Even some rabbis have jumped on this kneeling fadwagon and are delivering sermons about it, even though Jews only actually kneel on Rosh Hashanah and Yom Kippur (fun fact). "It has made prayer in public something to not be ashamed of," a Jewish guy (but not a rabbi) named Jared Kleinstein told the Wall Street Journal. Kleinstein has scored his own marketing touchdown by ginning up the first web site called Tebowing.com, and therefore giving the phenom its name.

With Tebowmania so rampant, everybody seems to be getting religion. Why, I also read a sports writer’s analysis about why Tebow is so incredibly successful, in a Ten Commandment-type format: “Thou shalt score efficiently” and “Thou shalt inspire the team to play better.” Can halftime Psalm readings be far behind?

Could it be a coincidence that half the nation is now falling to its knees in prayer and the media is covering all Tebow, all the time, so close to Chanukah? I think not. Let’s be honest, folks, everything started with us Jews! Thousands of years before Tim Tebow ever considered writing Scriptural verses on his eye black before playing in the Sugar Bowl, our ancestors, the Maccabees, were Torah Tebowing. Like Mr. Tebow, the Maccabees pulled miraculous victories against their heavily favored rivals, leading the ancient Syrian-Greece bookies to lose their tunics. Siddurs in hand, kippot on head, the Maccabees also stopped to express their faith that the Almighty would deliver their victory before their version of “the big game.” Like Mr. T, the Maccabees also proved you didn’t have to be built like a 300-pound quarterback to put your better-armed opponents on the run.

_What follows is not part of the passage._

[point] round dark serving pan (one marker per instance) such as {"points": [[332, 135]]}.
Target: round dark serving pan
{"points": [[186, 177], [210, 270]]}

Why don’t we start a Jewish Tebowing craze? No knee pads required!

So with all due respect to Tim Tebow, who seems like a real mensch, why don’t we start a Jewish Tebowing craze? No knee pads required! It’s so easy if you think about it. Just thank the Almighty throughout the day for waking up, for making sure our internal plumbing works, for a hot, strong Sumatra blend at breakfast, for the tuna sandwich at lunch, for finding that elusive parking spot downtown, and heck, for making that miserable migraine finally disappear.

Jewish “Tebowing” won’t look at dramatic as the dropping down on one knee. In fact, the Jewish style of giving thanks and professing faith is sort of like our Chanukah candles: smaller than our neighbor’s Christmas tree, but what it may lack in physical size it makes up in spiritual substance.

So let’s go, Team Maccabee! This Chanukah, don’t get left behind while the rest of the nation discovers the benefits of public displays of affection for the Almighty! Hey, that reminds me: it’s time for me to say my morning blessings.

See you on the gridiron – Happy Chanukah.